You can push the calorie count even higher by adding heavy cream, extra nut butter, or frozen fruit. A shake made with half a cup of heavy cream, three tablespoons of peanut butter, chocolate syrup, and ice cream can top 1,000 calories, though you’ll want to make sure you’re still getting protein in there (that particular combination provides only about 22 grams). Blending in a scoop of whey or casein protein fixes that gap.
Drinking one of these between meals is often the easiest way to consistently hit a calorie surplus without dreading your next plate of chicken and rice.
Plant-Based Bulking Foods
If you’re vegetarian or vegan, you can absolutely bulk effectively, but you need to be more intentional about combining protein sources. Most plant proteins are missing one or more essential amino acids. Beans are low in methionine, while grains are low in lysine. Eating both throughout the day gives you the full set your muscles need.
Practical combinations include rice and beans, lentil soup with bread, hummus with pita, or a peanut butter sandwich. You don’t have to eat these together at the same meal. Having black beans at lunch and almonds as an afternoon snack still covers the gap. Black beans are standouts in the plant world, with one cup providing over 3,300 mg of leucine along with fiber and complex carbs. Firm tofu, pumpkin seeds (nearly 2,800 mg of leucine per cup), roasted peanuts, lentils, and chickpeas are other high-protein staples worth building meals around.

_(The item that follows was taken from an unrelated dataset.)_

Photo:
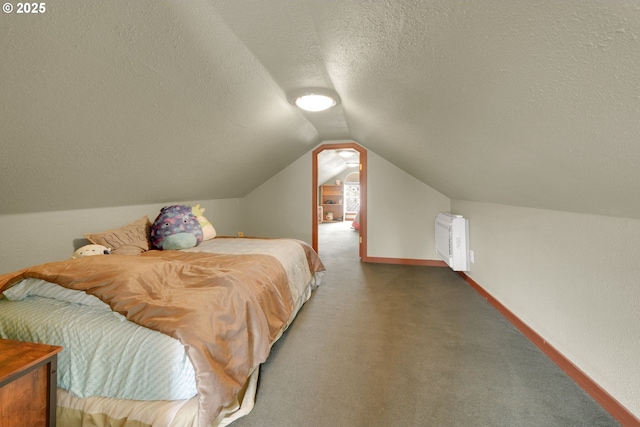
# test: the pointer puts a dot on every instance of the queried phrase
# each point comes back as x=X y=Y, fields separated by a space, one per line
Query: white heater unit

Soy-based foods like tofu and tempeh are among the few plant proteins that contain all essential amino acids on their own, making them especially convenient for hitting your targets.

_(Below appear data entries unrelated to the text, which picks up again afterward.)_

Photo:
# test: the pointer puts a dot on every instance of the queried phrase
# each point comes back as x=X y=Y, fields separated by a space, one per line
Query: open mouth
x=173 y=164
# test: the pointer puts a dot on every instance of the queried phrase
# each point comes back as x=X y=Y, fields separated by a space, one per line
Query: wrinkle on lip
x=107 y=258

Why Food Quality Still Matters
It might be tempting to just eat whatever gets you to your calorie target. This approach, sometimes called “dirty bulking,” will add weight, but a significant portion of it will be fat rather than muscle. Diets heavy in processed foods also tend to be low in the vitamins and minerals that support recovery: zinc for tissue repair, vitamin C for collagen production and inflammation control, vitamin D and calcium for bone strength under heavier loads.
Processed foods high in added sugars accelerate belly fat storage specifically, and the inflammatory oils found in many fast foods and packaged snacks are linked to cardiovascular risk and hormonal disruption over time. You don’t need to eat perfectly, but building the majority of your surplus from whole foods (meat, fish, eggs, dairy, grains, fruits, vegetables, nuts, and legumes) gives your body the raw materials it needs to actually turn those extra calories into muscle.